I was disgruntled the first few weeks. Then we got to Adam Beede. Adam Beede, by all accounts should be a boring...BORING...novel. It's written by George Elliot, the same woman who wrote one sentence in Silas Marner that went on for a page and a half. But Beede was different. I just couldn't put it down. Then we read Pride and Prejudice the next week. Even better! Why did I skip this in high school?! Suddenly a book a week isn't so bad anymore.

The grading system is simple. We take a quiz and then write a one page paper on each book. The quiz is just a check to make sure we've read the book, but my teacher is clever (her name is Azelda, how cool is that?). She makes quiz questions that no cliff's notes would have the answer to, so you really have to read the book to nail the quiz. The papers are all opinion papers which are so much easier to write than research papers. Azelda believes it's better for us to come up with our own thoughts on what we've read, rather than wasting time trying to understand someone else's. I agree, and it keeps the class discussions interesting as well, since we come to class with an opinion already in our heads.

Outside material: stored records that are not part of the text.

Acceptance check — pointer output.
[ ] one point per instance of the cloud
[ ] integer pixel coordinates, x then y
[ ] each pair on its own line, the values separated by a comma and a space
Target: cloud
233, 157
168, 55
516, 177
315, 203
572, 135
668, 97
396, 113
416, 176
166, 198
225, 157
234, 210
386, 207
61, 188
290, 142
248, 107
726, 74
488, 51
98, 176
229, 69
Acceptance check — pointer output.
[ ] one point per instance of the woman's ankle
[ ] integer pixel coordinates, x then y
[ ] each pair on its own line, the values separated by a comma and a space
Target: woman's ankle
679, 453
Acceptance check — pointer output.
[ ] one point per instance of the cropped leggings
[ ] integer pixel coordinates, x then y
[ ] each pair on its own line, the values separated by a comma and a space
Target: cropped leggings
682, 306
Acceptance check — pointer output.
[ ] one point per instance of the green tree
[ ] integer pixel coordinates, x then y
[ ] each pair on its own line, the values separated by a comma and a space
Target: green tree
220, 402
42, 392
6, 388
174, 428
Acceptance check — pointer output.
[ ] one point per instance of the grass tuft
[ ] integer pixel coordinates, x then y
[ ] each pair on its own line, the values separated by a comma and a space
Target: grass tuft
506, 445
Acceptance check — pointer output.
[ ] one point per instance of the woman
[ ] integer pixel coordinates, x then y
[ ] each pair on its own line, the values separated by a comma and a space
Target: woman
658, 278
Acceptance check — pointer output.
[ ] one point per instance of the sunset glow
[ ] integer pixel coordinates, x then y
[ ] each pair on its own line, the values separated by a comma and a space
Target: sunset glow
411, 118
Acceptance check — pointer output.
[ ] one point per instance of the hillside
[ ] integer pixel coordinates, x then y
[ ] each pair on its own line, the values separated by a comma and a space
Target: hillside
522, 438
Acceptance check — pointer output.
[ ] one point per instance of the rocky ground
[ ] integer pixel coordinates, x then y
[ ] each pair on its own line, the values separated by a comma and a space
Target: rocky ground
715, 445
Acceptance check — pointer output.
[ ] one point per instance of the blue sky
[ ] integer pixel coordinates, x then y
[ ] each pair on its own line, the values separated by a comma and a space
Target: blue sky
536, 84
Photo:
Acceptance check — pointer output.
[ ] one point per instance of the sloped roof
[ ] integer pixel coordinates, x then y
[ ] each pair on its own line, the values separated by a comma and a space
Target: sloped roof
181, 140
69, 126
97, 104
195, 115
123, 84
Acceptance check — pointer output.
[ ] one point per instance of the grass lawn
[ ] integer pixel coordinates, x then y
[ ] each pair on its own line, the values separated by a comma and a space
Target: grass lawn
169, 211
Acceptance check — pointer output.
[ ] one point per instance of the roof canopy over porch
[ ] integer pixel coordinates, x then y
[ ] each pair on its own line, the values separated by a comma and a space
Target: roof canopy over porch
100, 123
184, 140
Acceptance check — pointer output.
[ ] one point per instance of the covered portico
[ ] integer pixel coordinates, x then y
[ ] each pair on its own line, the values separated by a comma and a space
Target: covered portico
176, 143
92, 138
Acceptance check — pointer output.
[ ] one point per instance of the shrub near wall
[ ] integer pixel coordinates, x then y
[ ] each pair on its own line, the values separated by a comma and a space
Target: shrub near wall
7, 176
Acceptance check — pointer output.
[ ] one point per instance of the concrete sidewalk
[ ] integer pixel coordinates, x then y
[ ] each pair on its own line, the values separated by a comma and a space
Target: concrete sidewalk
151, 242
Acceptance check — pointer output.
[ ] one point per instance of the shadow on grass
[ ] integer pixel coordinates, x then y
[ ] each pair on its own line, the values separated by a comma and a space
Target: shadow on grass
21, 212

So, 19th century women's lit might actually be my new stress relief.

Also, I found a few health blogs. Not the best in the world, but certainly worth a glance or a skim or whatever it is you do when your mind isn't really doing much, but you need something to keep you interested on the net. Check out either the benefits of vitamins or best antioxidant blog and you'll know what I'm talking about.